The internationalization process of Universidad de Santiago de Chile has taken a step forward thanks to the new frame agreement signed with the University of Michigan, USA.

The initiative emerged in the context of a project led by Dr Gloria Baigorrotegui, professor at the Institute for Advanced Studies (IDEA, in Spanish) of Universidad da Santiago de Chile. The project is focused on the management of electric and electronical waste in Chile.

The agreement was signed by Dr Juan Manuel Zolezzi, President of Universidad de Santiago, and Julie Olivero, Project Representative of the Office of Research and Sponsored Projects of the University of Michigan, and its goal is to promote the development and cultural dissemination, and particularly, higher education development and scientific and technological research for a period of three years.   

The agreement seeks to forge links in areas like student exchange; professor and researcher exchange; professor and researcher training and continuing education; information exchange; research and projects; courses; seminars; conferences; workshops, and publications, and others.

The relationship between Dr Baigorrotegui and the University of Michigan started with her work at the IDEA related to the fields of environment, energy and sustainability.

The goal of the project is to explore potential solutions to recycle and dispose electronic waste in Chile. It will have the collaboration of professors at the University of Michigan in fields like engineering, politics and business, and professors at universities in low- and middle-income countries with ongoing recycling operations for electronical waste, which will the object of this study. 

The project also seeks to develop partnerships with recycling workers, the Government and the community at large, and agencies and NGOs, in order to evaluate techniques and options to recycle or eliminate waste, taking into account the impacts on people’s health. 
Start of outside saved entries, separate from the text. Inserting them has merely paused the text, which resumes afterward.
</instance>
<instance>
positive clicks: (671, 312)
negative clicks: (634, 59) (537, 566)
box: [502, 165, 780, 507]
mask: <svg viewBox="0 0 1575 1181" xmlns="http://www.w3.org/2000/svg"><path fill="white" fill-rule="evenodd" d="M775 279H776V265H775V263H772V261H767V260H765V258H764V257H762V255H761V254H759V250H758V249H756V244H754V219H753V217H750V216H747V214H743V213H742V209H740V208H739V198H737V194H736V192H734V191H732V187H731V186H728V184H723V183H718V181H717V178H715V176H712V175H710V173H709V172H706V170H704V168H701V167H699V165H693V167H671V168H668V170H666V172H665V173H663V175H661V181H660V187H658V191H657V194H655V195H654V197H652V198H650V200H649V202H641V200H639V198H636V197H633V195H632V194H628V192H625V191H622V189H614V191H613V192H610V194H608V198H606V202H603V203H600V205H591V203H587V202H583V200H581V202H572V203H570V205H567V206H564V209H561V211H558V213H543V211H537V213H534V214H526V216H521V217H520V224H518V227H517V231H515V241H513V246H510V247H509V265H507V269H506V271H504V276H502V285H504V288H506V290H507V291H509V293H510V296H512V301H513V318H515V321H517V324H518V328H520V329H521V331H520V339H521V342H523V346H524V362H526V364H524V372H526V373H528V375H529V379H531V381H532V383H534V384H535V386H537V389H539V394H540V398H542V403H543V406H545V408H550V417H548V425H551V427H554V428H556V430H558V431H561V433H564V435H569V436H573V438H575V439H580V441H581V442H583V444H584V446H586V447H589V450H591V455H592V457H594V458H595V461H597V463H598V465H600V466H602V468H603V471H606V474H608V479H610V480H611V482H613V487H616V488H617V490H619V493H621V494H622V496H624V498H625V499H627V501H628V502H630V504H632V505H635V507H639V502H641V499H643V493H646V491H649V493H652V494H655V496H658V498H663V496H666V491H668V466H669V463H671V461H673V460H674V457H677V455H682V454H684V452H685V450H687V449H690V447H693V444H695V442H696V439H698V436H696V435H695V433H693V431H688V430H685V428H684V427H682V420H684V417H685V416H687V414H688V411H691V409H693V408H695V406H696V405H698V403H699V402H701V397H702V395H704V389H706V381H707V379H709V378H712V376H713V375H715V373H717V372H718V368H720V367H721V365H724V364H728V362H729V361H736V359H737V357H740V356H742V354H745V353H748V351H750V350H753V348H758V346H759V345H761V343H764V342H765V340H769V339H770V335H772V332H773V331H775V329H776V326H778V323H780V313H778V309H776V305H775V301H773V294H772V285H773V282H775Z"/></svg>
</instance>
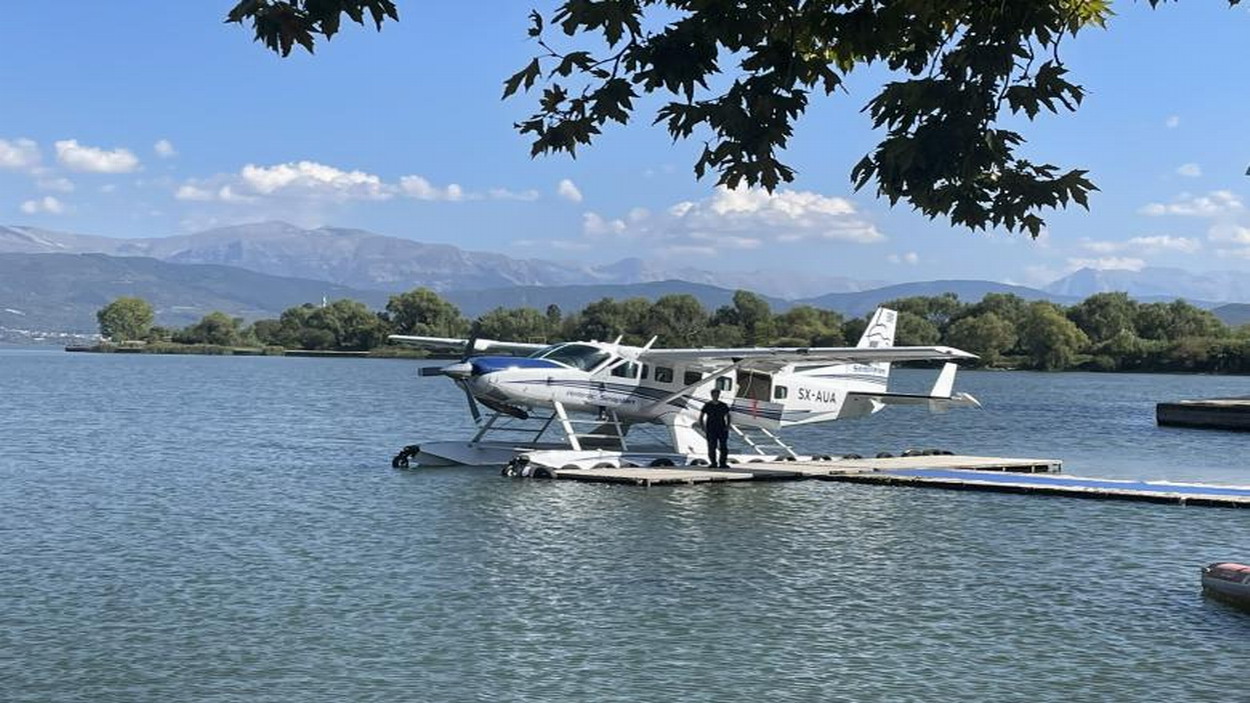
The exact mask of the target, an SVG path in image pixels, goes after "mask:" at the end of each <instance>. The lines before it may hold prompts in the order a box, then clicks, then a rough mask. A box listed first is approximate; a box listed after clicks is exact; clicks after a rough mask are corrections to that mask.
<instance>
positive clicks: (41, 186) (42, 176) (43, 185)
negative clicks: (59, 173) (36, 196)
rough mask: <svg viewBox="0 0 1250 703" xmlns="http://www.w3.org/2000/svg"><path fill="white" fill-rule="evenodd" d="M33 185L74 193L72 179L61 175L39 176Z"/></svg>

Dr Baigorrotegui explains that her interest started from the concern about the uncontrolled increase of electric and electronic waste based on the trend of producing devices in a regimen of planned obsolescence, as well as the overconsumption of products containing mineral and chemical compounds which are dangerous to handle.

She says that with the study that she leads, Chile could become a model regarding international regulations in the climate change context. “Because Chile has not only focused on responding to the OECD’s regulatory requirements: it has also adapted and enriched them by incorporating social inclusion aspects, something new in Latin America and the countries in the global south,” she concludes.